Best settings for Duet Night Abyss (PC)

Setting Low Medium High
Graphics Filter Professional Professional Professional
Display Mode 1920×1080 Your monitor resolution Your monitor resolution
FSR / DLSS On On Depends on you
Frame Rate 60 capped 60 or 120 capped Unlimited or 120 capped
Shadow Quality Extremely Low / Low Average Extreme
Visual Effects Quality Extremely Low Average / High High
UI Scaling 100% 100% 100%
Teammate Effects Block All Block All Block Some
V‑Sync Off Off Off
Anti‑Aliasing TAA — Low TAA — Average FilmicSMAA — High
Texture Quality Low Average High
Texture Filtering Low High ×4 Very High ×8
Dynamic Reflection Off On On
Refraction Quality Off Average High
Ambient Occlusion Off On On
Volumetric Lightning Off Off On
Local Wind Field Details Off Off On
Depth of Field Effect Off Gaussian Blur Gaussian Blur
Depth of Field Quality Low Average High
Post Processing Effects Off On On

How to use this: apply a full column that fits your hardware (Low for older GPUs, Medium for mid‑range, High for newer cards), play for a few minutes, then adjust one or two visuals upward if you have headroom.
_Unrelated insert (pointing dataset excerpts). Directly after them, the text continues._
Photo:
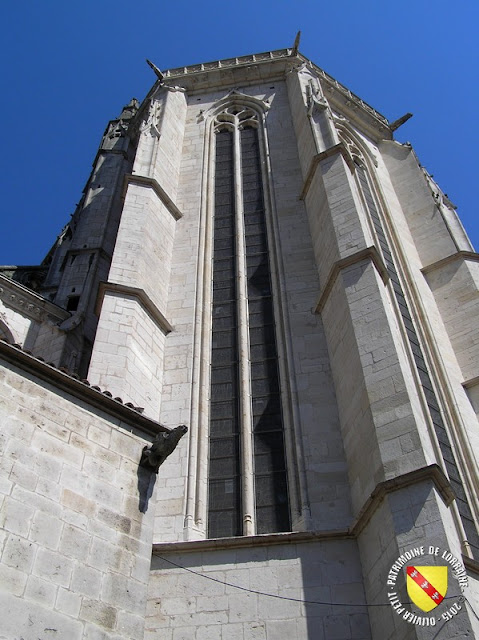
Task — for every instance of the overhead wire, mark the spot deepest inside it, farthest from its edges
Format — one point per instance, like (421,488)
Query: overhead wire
(280,597)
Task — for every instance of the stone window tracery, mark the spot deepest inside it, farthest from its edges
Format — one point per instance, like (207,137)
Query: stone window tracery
(248,490)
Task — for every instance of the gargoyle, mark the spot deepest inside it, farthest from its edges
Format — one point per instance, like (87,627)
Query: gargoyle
(164,444)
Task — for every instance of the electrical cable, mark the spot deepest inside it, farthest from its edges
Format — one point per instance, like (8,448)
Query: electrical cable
(274,595)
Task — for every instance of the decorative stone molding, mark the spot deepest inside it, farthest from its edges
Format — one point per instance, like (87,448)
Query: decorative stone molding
(28,303)
(150,125)
(432,473)
(459,255)
(370,253)
(318,158)
(131,178)
(140,295)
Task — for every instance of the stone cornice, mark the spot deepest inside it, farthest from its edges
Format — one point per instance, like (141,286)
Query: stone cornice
(267,539)
(143,298)
(316,160)
(432,473)
(80,390)
(369,253)
(472,382)
(459,255)
(145,181)
(29,303)
(339,93)
(228,63)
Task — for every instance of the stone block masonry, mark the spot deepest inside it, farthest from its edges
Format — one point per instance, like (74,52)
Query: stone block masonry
(75,549)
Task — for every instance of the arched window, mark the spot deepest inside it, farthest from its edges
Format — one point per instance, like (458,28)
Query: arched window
(247,485)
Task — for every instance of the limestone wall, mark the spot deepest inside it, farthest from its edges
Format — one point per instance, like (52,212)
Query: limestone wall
(75,549)
(204,605)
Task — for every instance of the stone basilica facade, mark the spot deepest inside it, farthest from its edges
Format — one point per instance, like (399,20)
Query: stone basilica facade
(255,257)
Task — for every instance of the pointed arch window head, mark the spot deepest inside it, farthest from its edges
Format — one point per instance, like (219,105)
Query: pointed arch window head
(236,117)
(248,489)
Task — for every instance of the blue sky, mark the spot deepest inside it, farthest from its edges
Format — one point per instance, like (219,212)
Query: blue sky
(68,67)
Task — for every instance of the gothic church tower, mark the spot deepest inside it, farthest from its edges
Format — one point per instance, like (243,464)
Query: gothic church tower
(257,258)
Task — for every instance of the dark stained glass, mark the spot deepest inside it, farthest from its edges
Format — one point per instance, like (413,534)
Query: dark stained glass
(224,486)
(271,490)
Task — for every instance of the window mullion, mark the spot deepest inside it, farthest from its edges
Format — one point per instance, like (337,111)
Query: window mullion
(246,420)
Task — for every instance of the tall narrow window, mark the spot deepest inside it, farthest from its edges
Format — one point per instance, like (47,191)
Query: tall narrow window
(224,465)
(245,411)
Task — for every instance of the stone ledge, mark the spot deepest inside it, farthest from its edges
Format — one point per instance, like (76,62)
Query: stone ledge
(266,539)
(66,383)
(144,181)
(369,253)
(31,304)
(318,158)
(145,301)
(432,472)
(472,382)
(460,255)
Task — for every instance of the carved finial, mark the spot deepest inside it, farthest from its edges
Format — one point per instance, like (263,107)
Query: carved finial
(296,43)
(397,123)
(158,73)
Keep the frame cap in place while testing to maintain consistent frame times.


FSR or DLSS: when to turn it on

Upscaling can stabilize performance, especially at 1440p and above. Turn FSR or DLSS on if you’re chasing higher frame caps or if you’re on a lower‑end GPU. If image stability matters more than raw FPS, try native resolution first or use a higher‑quality upscaling mode.

Tip: Some FSR modes can introduce visible edge artifacts and texture aliasing. If that bothers you, step up a quality tier or switch to a different anti‑aliasing option.

Quick wins for more FPS

  • Shadows and visual effects: dropping Shadow Quality and Visual Effects Quality yields noticeable gains.
  • Heavy toggles: keep Ambient Occlusion and Volumetric Lightning off until you have consistent headroom.
  • Teammate Effects: “Block All” reduces on‑screen clutter during busy encounters.
  • Frame cap over V‑Sync: use the in‑game frame rate cap and leave V‑Sync off for steadier pacing.
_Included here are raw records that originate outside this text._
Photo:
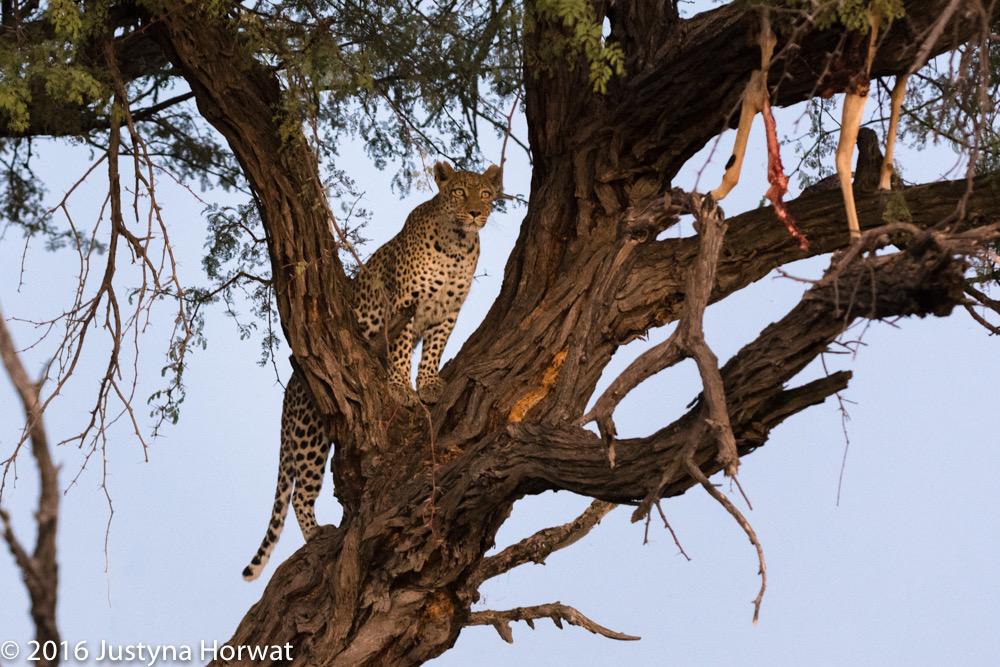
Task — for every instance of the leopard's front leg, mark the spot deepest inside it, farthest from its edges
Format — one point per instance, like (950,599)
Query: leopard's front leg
(400,353)
(429,385)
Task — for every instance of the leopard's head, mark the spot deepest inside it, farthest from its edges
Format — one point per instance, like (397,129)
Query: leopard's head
(466,195)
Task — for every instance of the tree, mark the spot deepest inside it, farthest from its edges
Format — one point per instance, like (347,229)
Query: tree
(611,121)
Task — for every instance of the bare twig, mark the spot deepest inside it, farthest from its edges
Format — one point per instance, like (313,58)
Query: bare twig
(557,611)
(698,475)
(672,533)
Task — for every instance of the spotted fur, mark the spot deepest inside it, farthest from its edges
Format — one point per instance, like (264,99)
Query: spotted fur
(429,266)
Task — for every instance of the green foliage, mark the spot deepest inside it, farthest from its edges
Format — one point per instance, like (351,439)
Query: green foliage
(43,59)
(577,37)
(851,14)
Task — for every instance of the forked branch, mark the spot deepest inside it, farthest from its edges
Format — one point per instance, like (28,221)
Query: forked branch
(557,611)
(687,341)
(537,547)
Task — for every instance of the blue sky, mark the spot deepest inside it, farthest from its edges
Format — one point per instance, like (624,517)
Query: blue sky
(903,571)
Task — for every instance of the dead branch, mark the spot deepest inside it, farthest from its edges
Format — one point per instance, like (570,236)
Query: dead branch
(39,569)
(687,341)
(558,612)
(925,279)
(537,547)
(698,475)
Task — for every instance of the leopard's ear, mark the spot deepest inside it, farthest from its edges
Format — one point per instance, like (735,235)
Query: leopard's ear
(495,174)
(442,172)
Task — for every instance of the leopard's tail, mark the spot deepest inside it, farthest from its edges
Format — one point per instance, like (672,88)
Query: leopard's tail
(282,495)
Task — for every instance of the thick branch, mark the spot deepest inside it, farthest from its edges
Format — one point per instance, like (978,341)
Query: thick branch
(556,611)
(926,279)
(759,243)
(40,570)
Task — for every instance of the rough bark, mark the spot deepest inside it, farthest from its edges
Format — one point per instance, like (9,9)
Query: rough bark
(39,568)
(424,492)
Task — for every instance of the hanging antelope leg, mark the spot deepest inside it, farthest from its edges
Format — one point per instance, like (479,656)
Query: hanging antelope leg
(753,102)
(754,98)
(897,95)
(854,109)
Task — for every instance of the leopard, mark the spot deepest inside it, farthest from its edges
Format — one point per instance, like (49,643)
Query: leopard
(426,269)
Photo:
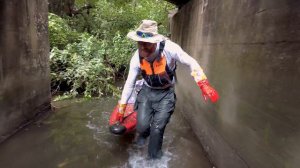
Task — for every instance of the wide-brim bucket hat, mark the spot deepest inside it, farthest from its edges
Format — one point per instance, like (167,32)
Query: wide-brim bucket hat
(146,32)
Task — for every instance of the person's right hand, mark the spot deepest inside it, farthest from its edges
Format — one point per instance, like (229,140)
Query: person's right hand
(121,112)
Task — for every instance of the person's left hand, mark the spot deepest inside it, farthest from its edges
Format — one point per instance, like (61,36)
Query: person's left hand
(208,91)
(121,112)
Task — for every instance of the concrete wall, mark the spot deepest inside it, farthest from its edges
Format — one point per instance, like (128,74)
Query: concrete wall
(24,67)
(250,51)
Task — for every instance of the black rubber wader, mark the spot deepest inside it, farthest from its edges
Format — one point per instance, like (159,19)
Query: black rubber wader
(154,108)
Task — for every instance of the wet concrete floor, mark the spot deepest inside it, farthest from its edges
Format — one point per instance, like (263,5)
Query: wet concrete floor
(76,135)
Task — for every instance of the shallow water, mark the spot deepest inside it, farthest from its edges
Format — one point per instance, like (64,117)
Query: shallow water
(76,135)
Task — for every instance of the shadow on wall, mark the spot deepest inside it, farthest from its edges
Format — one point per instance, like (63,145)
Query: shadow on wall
(24,70)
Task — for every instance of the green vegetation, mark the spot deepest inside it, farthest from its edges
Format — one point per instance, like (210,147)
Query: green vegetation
(90,51)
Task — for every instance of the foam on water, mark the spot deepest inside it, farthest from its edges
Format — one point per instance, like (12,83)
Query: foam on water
(138,158)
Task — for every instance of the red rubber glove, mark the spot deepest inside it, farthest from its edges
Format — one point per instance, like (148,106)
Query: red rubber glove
(121,112)
(208,91)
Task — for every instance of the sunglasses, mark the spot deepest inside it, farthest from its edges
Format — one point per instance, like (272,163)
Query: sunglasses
(144,35)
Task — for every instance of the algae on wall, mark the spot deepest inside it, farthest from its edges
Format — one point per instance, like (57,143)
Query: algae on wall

If you see stutter, spikes, or instability

  • Lower resolution to 1920×1080 and cap at 60 FPS to baseline stability.
  • Apply the Low column, then raise individual settings toward Medium one step at a time.
  • Leave Post Processing, Depth of Field effects, and Dynamic Reflection off until frame time spikes disappear.
Note: Day‑one builds can exhibit frame drops or even crashes on some systems. The presets above are tuned to minimize those issues without gutting image quality.
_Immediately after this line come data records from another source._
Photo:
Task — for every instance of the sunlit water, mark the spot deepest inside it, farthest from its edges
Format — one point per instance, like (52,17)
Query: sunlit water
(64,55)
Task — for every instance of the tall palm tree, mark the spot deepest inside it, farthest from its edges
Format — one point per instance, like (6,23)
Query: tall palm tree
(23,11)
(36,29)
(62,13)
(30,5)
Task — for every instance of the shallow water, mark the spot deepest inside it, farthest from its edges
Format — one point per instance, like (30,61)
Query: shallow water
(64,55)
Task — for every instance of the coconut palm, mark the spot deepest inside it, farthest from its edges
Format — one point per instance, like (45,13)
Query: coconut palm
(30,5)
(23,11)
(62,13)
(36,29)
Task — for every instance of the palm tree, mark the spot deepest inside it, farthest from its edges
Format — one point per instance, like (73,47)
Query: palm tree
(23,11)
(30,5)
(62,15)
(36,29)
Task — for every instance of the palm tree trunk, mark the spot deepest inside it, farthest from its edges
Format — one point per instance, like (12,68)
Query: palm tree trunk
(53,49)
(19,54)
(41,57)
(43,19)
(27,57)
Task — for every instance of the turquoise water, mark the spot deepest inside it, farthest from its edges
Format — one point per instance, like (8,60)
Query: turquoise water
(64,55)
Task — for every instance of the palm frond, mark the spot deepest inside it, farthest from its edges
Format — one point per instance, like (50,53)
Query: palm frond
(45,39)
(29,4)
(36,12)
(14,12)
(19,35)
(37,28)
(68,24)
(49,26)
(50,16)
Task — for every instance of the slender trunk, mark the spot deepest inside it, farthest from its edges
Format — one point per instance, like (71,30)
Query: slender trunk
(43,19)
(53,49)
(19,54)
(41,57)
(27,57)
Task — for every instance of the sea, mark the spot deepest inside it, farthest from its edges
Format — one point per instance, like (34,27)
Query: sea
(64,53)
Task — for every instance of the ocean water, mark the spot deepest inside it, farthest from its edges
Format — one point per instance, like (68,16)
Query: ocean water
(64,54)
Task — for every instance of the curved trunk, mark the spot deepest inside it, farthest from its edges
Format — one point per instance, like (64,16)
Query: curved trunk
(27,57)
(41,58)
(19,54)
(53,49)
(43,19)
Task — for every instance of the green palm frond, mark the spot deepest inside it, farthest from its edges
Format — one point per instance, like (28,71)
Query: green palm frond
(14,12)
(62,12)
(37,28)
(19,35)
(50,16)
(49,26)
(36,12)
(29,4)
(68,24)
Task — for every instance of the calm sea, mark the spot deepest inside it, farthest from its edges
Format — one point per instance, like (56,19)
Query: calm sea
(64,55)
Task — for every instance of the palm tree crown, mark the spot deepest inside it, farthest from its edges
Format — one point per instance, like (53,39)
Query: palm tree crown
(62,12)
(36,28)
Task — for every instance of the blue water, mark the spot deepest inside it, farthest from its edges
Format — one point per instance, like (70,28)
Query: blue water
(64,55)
Duet Night Abyss PC system requirements

Spec Minimum Recommended
OS Windows 7 64‑bit Windows 10 64‑bit
CPU Intel Core i5 (9th Gen) / AMD Ryzen 5 2600X Intel Core i7 (10th Gen) / AMD Ryzen 7 3700X
GPU NVIDIA GeForce GTX 1060 / AMD Radeon RX 580 NVIDIA GeForce RTX 2060 / AMD Radeon RX 5700 XT
RAM 16GB or higher 32GB or higher
Storage (reserved) 40GB or higher 40GB or higher

Your target preset should align with where your hardware sits relative to these baselines. If you meet minimum specs, use the Low column and scale carefully; if you meet or exceed the recommended tier, start at Medium and raise selectively.


Practical tuning flow

  • Pick your baseline: Low for older cards, Medium for mid‑range, High for recent GPUs.
  • Lock a frame cap (60 or 120) and play a demanding area for a few minutes.
  • If performance is steady, increase one visual at a time (textures, anti‑aliasing, then shadows/effects).
  • Only enable Ambient Occlusion and Volumetric Lightning once you have consistent headroom.

Duet Night Abyss is available on PC and mobile with a 1.0 launch build. With the presets above, most PCs can land on a stable configuration quickly. Start conservative, measure, and only add eye‑candy when the frame pacing holds.